KUSA - Continued hot weather reminds us of how much we value trees in our landscapes. The older the neighborhood, the more likely mature shade trees will dominate. Creating an outdoor living space beneath them is a great way to beat the heat. To make it interesting and colorful, use shade-loving plants for beds and containers.
My shady patio holds several dozen pots. They thrive on benign neglect, getting watered and fertilized infrequently. Best bets for shade containers include begonias--especially the new 'Whopper' begonias, coleus, blood leaf (Iresine) and wood sorrel (Oxalis). Shade-loving houseplants perform beautifully in shady conditions and add height and bulk.
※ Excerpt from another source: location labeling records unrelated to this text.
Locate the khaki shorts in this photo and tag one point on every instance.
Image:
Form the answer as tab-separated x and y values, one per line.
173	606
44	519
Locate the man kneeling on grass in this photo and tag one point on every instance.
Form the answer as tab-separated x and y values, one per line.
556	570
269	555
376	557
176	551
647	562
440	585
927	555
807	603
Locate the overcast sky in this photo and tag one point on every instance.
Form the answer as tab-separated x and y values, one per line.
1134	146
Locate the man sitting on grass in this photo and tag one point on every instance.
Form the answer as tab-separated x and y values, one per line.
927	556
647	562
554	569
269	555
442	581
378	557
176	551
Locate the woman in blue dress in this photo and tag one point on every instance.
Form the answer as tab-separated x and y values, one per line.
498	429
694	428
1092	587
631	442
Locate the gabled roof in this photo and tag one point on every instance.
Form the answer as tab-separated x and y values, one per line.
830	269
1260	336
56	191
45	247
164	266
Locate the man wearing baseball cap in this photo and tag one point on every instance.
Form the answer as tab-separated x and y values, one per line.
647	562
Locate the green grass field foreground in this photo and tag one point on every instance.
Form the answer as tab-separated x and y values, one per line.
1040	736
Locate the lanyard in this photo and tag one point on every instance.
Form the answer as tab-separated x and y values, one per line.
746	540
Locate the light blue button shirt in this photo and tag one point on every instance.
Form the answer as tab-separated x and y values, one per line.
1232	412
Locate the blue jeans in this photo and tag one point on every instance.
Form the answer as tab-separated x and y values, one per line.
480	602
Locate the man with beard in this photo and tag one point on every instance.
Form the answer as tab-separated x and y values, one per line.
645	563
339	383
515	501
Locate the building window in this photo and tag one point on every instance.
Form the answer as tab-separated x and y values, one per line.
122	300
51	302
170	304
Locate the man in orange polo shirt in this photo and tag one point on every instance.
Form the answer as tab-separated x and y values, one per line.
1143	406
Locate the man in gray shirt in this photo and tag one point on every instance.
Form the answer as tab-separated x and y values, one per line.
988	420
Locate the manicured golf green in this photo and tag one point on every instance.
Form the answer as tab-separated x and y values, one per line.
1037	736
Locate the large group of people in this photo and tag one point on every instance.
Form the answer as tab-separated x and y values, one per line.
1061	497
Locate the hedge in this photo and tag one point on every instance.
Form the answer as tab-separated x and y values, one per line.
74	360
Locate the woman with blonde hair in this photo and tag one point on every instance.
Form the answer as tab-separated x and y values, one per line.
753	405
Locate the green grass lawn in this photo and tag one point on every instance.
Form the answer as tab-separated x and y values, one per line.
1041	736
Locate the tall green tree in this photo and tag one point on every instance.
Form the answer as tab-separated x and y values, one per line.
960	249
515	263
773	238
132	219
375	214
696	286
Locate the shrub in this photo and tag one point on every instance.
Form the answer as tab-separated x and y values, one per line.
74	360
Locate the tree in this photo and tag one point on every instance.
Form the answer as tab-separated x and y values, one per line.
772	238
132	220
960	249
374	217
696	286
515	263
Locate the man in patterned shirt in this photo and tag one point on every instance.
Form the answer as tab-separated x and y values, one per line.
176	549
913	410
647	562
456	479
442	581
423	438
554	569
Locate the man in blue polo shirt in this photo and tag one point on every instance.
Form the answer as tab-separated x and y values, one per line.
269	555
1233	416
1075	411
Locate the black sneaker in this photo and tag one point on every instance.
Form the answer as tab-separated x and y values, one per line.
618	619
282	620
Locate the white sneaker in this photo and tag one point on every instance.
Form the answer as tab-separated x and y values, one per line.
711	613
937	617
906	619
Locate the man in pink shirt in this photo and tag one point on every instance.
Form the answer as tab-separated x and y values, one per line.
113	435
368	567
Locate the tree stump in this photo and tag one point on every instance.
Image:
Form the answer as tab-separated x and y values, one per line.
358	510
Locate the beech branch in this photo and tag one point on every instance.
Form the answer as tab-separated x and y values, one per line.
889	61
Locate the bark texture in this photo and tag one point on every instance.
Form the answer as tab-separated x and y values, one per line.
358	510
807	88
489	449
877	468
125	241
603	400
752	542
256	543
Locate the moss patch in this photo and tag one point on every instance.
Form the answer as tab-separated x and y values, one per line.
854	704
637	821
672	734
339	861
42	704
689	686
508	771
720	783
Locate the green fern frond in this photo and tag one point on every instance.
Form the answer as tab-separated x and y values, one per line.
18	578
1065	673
Dracaenas, spider plant, palms, ficus, arrow leaf and umbrella plant all enjoy a summer vacation in the shade. All of these require very little care.
Perennials for shaded garden beds aren't nearly as numerous as those that thrive in sun, nor are they as colorful. Shady beds are more of a woodland tapestry than a colorful crazy quilt. Late in the season, hostas are the big stars. These Japanese perennials feature large leaves and spikes of often fragrant lavender or white flowers. There are hundreds of varieties of hostas with showy leaves that may be green, lime or blue-green. Many have white edges or are streaked with lighter stripes.
Hostas do best in shade beneath deciduous trees and soil enriched with organic matter. Deadhead flower spikes after they finish. Hostas are vulnerable to hail (they're big targets) but they only put out one set of leaves each year, so don't cut off only slightly damaged leaves. Slugs will also eat hosta foliage. Major damage is a sign of over-watering.
Other perennials that thrive in shade and require little care include creeping Jenny, lamium, lamiastrum, brunnera, leopard's bane, vinca and Solomon's seal.
Gardening is full of sweaty summer chores. Lighten your load with smart planning and carefree shade plants.